Pedro es un ejemplo para todos los cristianos, precisamente porque nos queda más cercano. Quizá tenemos la tentación de ver a Juan demasiado bueno, muy santo como para compararnos con él (aunque también fue corregido por Jesús, por ejemplo cuando quiso arrasar un pueblo porque no le habían hecho caso a su predicación). En cambio, con Pedro es más fácil identificarnos: los evangelios nos muestran que era un hombre impulsivo, fuerte, agresivo, y que traicionó al Señor no una sino tres veces en un momento breve, justo cuando más lo necesitaba. Era un hombre con defectos, como nosotros. Así lo describen Urteaga en su libro “Los defectos de los santos” y Chevrot en “Simón Pedro”.

Pedro es pecador, como casi todos los hombres, pero también es un hombre de fe. Es lo suficientemente humilde como para confiar en el poder de la misericordia de Dios. En aquella primera pesca a la que nos referíamos antes, se arrojó a los pies de Jesús, diciendo: —Apártate de mí, Señor, que soy un hombre pecador. Después de esta pesca pascual, dirá: —Señor, tú lo sabes todo. Tú sabes que te quiero. Y aprendió para siempre la lección de Jesús: —No temas; desde ahora serán hombres los que pescarás. Apacienta mis corderos, pastorea mis ovejas. Ése fue el primer cónclave de la historia, la elección del primer Papa.

Es impresionante la humildad de Jesús, que confía su Iglesia a pobres hombres como Pedro, como Santiago, como tú y como yo. Miserables, pero que cuentan con la fuerza de Dios. Ahí está la fuerza para esa familia de Dios que es la Iglesia, también cuando se sientan con furia los ataques de sus enemigos. Por eso, predicaba San Josemaría: «Si acaso oís palabras o gritos de ofensa para la Iglesia, manifestad, con humanidad y con caridad, a esos desamorados, que no se puede maltratar a una Madre así. Ahora la atacan impunemente, porque su reino, que es el de su Maestro y fundador, no es este mundo. "Mientras gima el trigo entre la paja, mientras suspiren las espigas entre la cizaña, mientras se lamenten los vasos de misericordia entre los de ira, mientras llore el lirio entre las espinas, no faltarán enemigos que digan: ¿cuándo morirá y perecerá su nombre? Es decir: ved que vendrá el tiempo en que desaparezcan y ya no habrá cristianos... Pero, cuando dicen esto, ellos mueren sin remedio. Y la Iglesia permanece" (San Agustín, En. in Ps., 70, II, 12)»
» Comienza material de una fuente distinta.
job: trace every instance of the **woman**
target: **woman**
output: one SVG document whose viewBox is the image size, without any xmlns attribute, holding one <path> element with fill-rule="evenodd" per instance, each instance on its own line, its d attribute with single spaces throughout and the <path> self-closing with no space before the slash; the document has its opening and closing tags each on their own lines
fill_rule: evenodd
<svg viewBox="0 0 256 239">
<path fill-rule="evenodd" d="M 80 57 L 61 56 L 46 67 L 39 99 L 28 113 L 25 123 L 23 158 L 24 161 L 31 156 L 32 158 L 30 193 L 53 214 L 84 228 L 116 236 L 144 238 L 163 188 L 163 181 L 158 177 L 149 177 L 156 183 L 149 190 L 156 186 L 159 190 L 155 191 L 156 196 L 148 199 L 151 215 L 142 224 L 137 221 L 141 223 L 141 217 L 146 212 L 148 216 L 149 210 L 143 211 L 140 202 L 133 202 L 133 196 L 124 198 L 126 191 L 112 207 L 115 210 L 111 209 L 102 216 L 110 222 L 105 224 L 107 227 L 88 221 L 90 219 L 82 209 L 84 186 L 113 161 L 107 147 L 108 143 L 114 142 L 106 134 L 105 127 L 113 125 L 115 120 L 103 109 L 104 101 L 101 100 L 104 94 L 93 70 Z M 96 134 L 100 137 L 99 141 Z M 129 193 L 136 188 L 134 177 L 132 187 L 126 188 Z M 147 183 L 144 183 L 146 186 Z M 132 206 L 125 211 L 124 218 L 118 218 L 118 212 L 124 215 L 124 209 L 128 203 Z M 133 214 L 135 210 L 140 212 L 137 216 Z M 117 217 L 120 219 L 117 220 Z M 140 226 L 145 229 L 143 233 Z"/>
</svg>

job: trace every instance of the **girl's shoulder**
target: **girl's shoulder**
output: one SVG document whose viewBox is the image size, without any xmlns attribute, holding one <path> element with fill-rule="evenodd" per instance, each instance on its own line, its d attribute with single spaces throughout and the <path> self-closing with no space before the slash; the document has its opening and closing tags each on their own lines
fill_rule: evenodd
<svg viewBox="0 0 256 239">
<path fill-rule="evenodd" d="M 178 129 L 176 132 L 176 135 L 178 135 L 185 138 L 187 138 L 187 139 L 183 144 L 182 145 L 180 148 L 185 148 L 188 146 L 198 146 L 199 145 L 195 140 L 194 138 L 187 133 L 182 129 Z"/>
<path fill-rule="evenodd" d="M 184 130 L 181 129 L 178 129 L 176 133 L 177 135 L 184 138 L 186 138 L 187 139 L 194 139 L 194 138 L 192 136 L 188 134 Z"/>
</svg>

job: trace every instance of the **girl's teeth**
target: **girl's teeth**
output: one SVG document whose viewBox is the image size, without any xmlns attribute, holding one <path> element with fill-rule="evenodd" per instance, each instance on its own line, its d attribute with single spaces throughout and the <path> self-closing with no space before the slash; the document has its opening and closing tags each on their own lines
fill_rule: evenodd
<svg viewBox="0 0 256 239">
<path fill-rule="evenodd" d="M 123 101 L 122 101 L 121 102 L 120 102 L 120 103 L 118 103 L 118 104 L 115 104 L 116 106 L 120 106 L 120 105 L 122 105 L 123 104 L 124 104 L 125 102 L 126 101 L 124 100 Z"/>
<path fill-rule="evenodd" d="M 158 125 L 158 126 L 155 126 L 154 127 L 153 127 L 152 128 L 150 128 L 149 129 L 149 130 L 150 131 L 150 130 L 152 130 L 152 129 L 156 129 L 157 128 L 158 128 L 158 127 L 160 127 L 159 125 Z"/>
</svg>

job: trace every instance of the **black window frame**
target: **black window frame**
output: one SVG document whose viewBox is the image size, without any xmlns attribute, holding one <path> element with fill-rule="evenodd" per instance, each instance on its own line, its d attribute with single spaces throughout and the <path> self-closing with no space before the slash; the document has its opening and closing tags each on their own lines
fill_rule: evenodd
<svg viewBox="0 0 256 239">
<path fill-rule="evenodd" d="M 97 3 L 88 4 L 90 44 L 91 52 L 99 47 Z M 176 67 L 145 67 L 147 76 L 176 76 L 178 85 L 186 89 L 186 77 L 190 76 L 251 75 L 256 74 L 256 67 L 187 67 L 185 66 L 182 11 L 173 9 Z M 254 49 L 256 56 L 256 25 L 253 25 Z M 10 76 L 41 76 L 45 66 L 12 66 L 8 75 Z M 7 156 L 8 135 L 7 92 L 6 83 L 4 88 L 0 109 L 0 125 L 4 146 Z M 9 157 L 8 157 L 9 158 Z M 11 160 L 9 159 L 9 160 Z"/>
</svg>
Las palabras del Santo de Hipona nos llenan de esperanza. Vemos a Cristo que sigue sufriendo en su Iglesia, atacada como lo fue su Maestro. El diablo piensa que así caerá también Jesús por tierra, como en el Vía Crucis, pero la Iglesia permanecerá: las puertas del infierno no prevalecerán contra ella, prometió Jesucristo. Y también anunció que Él permanecería con los suyos hasta el fin de los tiempos. Como Él aceptó los padecimientos hace veinte siglos, así mismo los acepta la Iglesia de hoy, tranquila porque sabe que tiene a Jesús como su Cirineo. Él no olvida su promesa: —No temas; desde ahora serán hombres los que pescarás; apacienta mis corderos, pastorea mis ovejas.
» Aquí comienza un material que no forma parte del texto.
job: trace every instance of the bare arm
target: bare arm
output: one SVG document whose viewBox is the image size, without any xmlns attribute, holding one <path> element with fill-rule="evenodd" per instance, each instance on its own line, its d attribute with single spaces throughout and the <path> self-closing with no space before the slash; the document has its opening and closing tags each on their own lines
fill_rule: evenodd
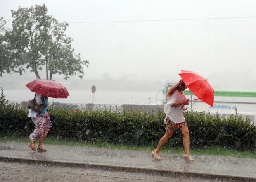
<svg viewBox="0 0 256 182">
<path fill-rule="evenodd" d="M 175 106 L 177 106 L 177 105 L 180 105 L 183 104 L 185 104 L 187 105 L 188 105 L 189 104 L 189 99 L 184 100 L 182 100 L 182 101 L 176 102 L 175 102 L 175 103 L 173 104 L 173 105 L 171 105 L 171 107 L 175 107 Z"/>
</svg>

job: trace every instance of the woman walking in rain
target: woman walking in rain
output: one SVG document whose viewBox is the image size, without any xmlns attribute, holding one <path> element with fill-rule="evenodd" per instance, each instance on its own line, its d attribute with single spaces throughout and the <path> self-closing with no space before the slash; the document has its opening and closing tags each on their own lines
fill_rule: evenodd
<svg viewBox="0 0 256 182">
<path fill-rule="evenodd" d="M 161 160 L 160 151 L 163 145 L 170 138 L 176 129 L 179 129 L 183 135 L 183 144 L 185 154 L 184 158 L 185 162 L 192 162 L 195 160 L 189 154 L 189 136 L 186 119 L 183 116 L 184 110 L 182 105 L 188 105 L 189 99 L 186 99 L 183 91 L 187 87 L 182 80 L 168 91 L 167 97 L 170 101 L 164 107 L 164 112 L 166 113 L 164 119 L 165 134 L 159 141 L 157 147 L 152 152 L 152 157 L 157 160 Z"/>
<path fill-rule="evenodd" d="M 46 151 L 47 150 L 43 147 L 43 143 L 45 136 L 47 135 L 52 126 L 50 121 L 50 113 L 47 109 L 48 104 L 48 97 L 38 94 L 36 94 L 35 100 L 37 104 L 40 105 L 42 104 L 45 106 L 40 112 L 29 109 L 29 117 L 31 117 L 32 121 L 35 124 L 36 128 L 33 133 L 29 136 L 29 138 L 32 142 L 29 145 L 29 147 L 32 150 L 35 151 L 36 141 L 39 139 L 37 150 L 38 151 Z"/>
</svg>

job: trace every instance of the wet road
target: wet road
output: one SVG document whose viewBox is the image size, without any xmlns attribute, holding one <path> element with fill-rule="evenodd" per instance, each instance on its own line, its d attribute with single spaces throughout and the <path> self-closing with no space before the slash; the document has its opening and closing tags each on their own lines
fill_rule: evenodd
<svg viewBox="0 0 256 182">
<path fill-rule="evenodd" d="M 55 167 L 0 162 L 0 182 L 211 182 L 166 175 L 116 172 L 81 168 Z"/>
<path fill-rule="evenodd" d="M 40 153 L 31 150 L 29 145 L 29 143 L 0 142 L 0 162 L 52 165 L 57 168 L 81 167 L 83 170 L 107 171 L 111 169 L 116 170 L 112 171 L 117 172 L 118 174 L 128 172 L 131 174 L 144 173 L 145 176 L 154 174 L 176 179 L 190 177 L 256 182 L 255 159 L 193 155 L 195 161 L 187 163 L 184 162 L 182 154 L 161 153 L 163 159 L 159 161 L 151 157 L 151 151 L 45 145 L 47 152 Z"/>
</svg>

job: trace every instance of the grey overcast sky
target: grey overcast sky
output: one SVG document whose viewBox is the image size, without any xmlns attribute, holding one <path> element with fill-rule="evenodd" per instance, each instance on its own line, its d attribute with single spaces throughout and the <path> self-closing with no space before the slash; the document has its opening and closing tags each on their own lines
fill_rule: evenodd
<svg viewBox="0 0 256 182">
<path fill-rule="evenodd" d="M 114 79 L 164 82 L 189 70 L 210 76 L 214 88 L 256 89 L 256 17 L 241 18 L 256 16 L 256 1 L 0 2 L 9 24 L 11 10 L 44 3 L 49 15 L 69 23 L 75 52 L 90 62 L 84 79 L 107 73 Z M 102 22 L 113 21 L 123 22 Z"/>
</svg>

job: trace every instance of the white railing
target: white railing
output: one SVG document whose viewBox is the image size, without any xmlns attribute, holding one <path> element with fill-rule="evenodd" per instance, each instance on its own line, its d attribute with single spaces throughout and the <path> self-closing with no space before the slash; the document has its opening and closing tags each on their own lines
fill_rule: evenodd
<svg viewBox="0 0 256 182">
<path fill-rule="evenodd" d="M 120 109 L 123 111 L 123 106 L 121 105 L 113 104 L 93 104 L 93 110 L 104 110 L 110 109 L 111 111 L 114 112 L 116 110 Z"/>
</svg>

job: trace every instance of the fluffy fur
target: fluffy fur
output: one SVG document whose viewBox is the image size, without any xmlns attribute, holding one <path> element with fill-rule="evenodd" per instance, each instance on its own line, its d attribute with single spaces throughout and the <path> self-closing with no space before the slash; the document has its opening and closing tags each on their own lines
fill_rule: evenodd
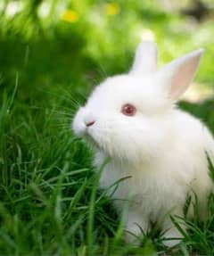
<svg viewBox="0 0 214 256">
<path fill-rule="evenodd" d="M 200 120 L 175 104 L 191 83 L 202 53 L 194 51 L 156 71 L 156 45 L 141 43 L 130 72 L 99 85 L 73 120 L 75 133 L 96 145 L 97 167 L 111 157 L 101 187 L 129 177 L 112 194 L 119 212 L 124 199 L 130 201 L 128 241 L 141 229 L 146 232 L 151 222 L 160 221 L 164 236 L 177 238 L 165 244 L 179 242 L 182 235 L 170 215 L 183 216 L 191 193 L 198 196 L 202 217 L 205 214 L 206 198 L 213 189 L 205 153 L 213 158 L 214 141 Z M 121 112 L 125 103 L 136 106 L 135 116 Z"/>
</svg>

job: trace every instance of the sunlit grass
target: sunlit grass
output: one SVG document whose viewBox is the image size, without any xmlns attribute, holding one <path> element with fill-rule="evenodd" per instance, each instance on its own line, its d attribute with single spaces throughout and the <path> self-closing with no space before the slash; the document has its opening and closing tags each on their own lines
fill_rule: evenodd
<svg viewBox="0 0 214 256">
<path fill-rule="evenodd" d="M 214 254 L 212 197 L 204 222 L 197 211 L 193 221 L 182 219 L 189 231 L 177 248 L 164 247 L 155 228 L 141 247 L 126 244 L 128 205 L 119 219 L 97 187 L 91 149 L 70 129 L 78 103 L 99 81 L 129 69 L 142 38 L 158 42 L 160 64 L 204 47 L 196 82 L 211 90 L 212 21 L 166 12 L 152 1 L 38 2 L 23 1 L 12 15 L 6 1 L 0 5 L 1 254 Z M 212 99 L 180 106 L 214 132 Z"/>
</svg>

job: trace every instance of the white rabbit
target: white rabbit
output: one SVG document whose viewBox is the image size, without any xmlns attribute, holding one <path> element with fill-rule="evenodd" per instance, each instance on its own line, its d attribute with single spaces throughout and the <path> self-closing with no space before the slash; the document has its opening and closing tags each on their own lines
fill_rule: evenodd
<svg viewBox="0 0 214 256">
<path fill-rule="evenodd" d="M 142 42 L 130 72 L 101 83 L 73 120 L 75 134 L 95 145 L 95 165 L 111 159 L 100 186 L 129 177 L 112 195 L 119 212 L 124 199 L 130 200 L 128 242 L 160 221 L 165 238 L 177 238 L 165 244 L 177 244 L 182 235 L 170 215 L 183 216 L 191 193 L 198 196 L 202 217 L 205 214 L 213 189 L 206 153 L 213 159 L 214 140 L 199 120 L 175 104 L 190 85 L 202 54 L 193 51 L 157 70 L 156 45 Z"/>
</svg>

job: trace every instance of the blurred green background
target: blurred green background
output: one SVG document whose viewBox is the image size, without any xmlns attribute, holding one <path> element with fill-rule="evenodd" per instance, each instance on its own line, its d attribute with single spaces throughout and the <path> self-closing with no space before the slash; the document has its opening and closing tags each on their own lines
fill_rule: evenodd
<svg viewBox="0 0 214 256">
<path fill-rule="evenodd" d="M 0 1 L 0 254 L 111 255 L 122 226 L 106 197 L 95 198 L 91 152 L 73 136 L 72 115 L 149 39 L 160 66 L 205 49 L 180 106 L 214 132 L 213 35 L 213 0 Z M 213 255 L 213 220 L 206 227 L 179 253 Z M 121 244 L 114 253 L 128 254 Z M 169 253 L 160 244 L 131 253 Z"/>
</svg>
Hace unos años, Benedicto XVI aplicaba a esta situación una imagen del Apocalipsis, que está en el centro de todas las visiones de ese libro: se trata de “la Mujer, que da a luz un Hijo varón, y la visión complementaria del Dragón, que ha caído de los cielos, pero que todavía es muy poderoso. Esta Mujer representa a María, la Madre del Redentor, pero representa al mismo tiempo a toda la Iglesia, el Pueblo de Dios de todos los tiempos, la Iglesia que en todos los tiempos, con gran dolor, da a luz a Cristo de nuevo. Y siempre está amenazada por el poder del Dragón. Parece indefensa, débil. Pero, mientras está amenazada, perseguida por el Dragón, también está protegida por el consuelo de Dios. Y esta Mujer, al final, vence. No vence el Dragón. ¡Esta es la gran profecía de este libro, que nos da confianza! La Mujer que sufre en la historia, la Iglesia que es perseguida, al final se presenta como la Esposa espléndida, imagen de la nueva Jerusalén, en la que ya no hay lágrimas ni llanto, imagen del mundo transformado, del nuevo mundo cuya luz es el mismo Dios, cuya lámpara es el Cordero”(22-VIII-06).
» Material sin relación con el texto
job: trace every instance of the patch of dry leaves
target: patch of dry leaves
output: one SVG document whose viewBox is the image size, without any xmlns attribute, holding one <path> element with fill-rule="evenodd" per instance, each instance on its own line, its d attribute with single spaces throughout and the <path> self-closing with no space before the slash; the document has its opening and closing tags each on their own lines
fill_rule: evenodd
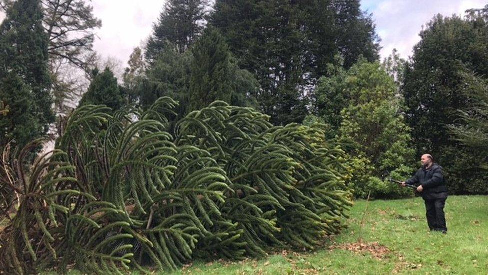
<svg viewBox="0 0 488 275">
<path fill-rule="evenodd" d="M 369 252 L 373 257 L 379 260 L 384 258 L 392 252 L 388 247 L 380 244 L 378 242 L 369 243 L 362 242 L 342 243 L 332 245 L 330 247 L 330 249 L 334 249 L 346 250 L 356 254 L 362 253 L 365 252 Z"/>
</svg>

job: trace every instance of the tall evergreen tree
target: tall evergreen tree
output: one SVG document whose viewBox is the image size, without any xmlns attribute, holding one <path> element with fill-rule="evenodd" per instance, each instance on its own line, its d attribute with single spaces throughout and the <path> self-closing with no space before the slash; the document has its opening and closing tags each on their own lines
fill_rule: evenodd
<svg viewBox="0 0 488 275">
<path fill-rule="evenodd" d="M 350 68 L 362 56 L 370 61 L 378 60 L 380 38 L 375 31 L 372 15 L 361 10 L 360 0 L 332 0 L 336 15 L 334 28 L 339 53 L 344 65 Z"/>
<path fill-rule="evenodd" d="M 100 73 L 95 69 L 92 73 L 93 80 L 88 91 L 80 101 L 81 106 L 88 104 L 106 105 L 117 110 L 126 103 L 125 99 L 114 73 L 108 67 Z"/>
<path fill-rule="evenodd" d="M 361 55 L 377 59 L 370 16 L 361 12 L 358 2 L 216 2 L 212 22 L 227 38 L 241 67 L 256 76 L 262 88 L 256 98 L 274 123 L 303 120 L 310 92 L 336 54 L 348 66 Z"/>
<path fill-rule="evenodd" d="M 488 20 L 476 13 L 464 18 L 439 15 L 420 37 L 402 88 L 417 154 L 436 157 L 453 193 L 486 193 L 480 187 L 487 177 L 477 164 L 486 157 L 456 141 L 448 125 L 456 122 L 458 109 L 468 111 L 475 101 L 466 85 L 488 76 Z"/>
<path fill-rule="evenodd" d="M 172 44 L 183 53 L 198 38 L 204 28 L 207 0 L 169 0 L 154 25 L 148 43 L 146 58 L 154 60 Z"/>
<path fill-rule="evenodd" d="M 380 180 L 386 171 L 400 178 L 412 172 L 410 129 L 394 79 L 378 62 L 363 59 L 344 70 L 338 61 L 330 66 L 330 76 L 320 79 L 316 109 L 329 132 L 346 145 L 356 195 L 408 194 Z"/>
<path fill-rule="evenodd" d="M 18 0 L 0 26 L 0 100 L 10 107 L 0 118 L 1 144 L 14 139 L 24 145 L 45 134 L 54 120 L 42 16 L 40 1 Z M 20 113 L 30 119 L 18 120 L 15 114 Z"/>
<path fill-rule="evenodd" d="M 200 109 L 216 100 L 232 105 L 250 104 L 257 83 L 248 72 L 238 68 L 223 36 L 210 27 L 192 49 L 193 55 L 188 105 Z"/>
</svg>

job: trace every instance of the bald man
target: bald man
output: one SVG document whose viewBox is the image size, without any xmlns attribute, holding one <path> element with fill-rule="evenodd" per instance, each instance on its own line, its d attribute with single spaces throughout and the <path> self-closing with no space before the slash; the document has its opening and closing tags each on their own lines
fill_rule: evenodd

3. Los otros discípulos vinieron en la barca, pues no estaban lejos de tierra, sino a unos doscientos codos, arrastrando la red con los peces.

La misión de sacar adelante la Iglesia, de ir por todo el mundo predicando el Evangelio, pescando esos peces grandes que casi rompen la red, no es exclusiva del Papa y de los Obispos. A todos nos corresponde. A todos nos envía el Señor. Debemos ser como esos  dos apóstoles anónimos que ayudan a Pedro y a Juan en su labor proselitista, de presentar al Señor los ciento cincuenta y tres peces grandes, pase lo que pase en el mundo.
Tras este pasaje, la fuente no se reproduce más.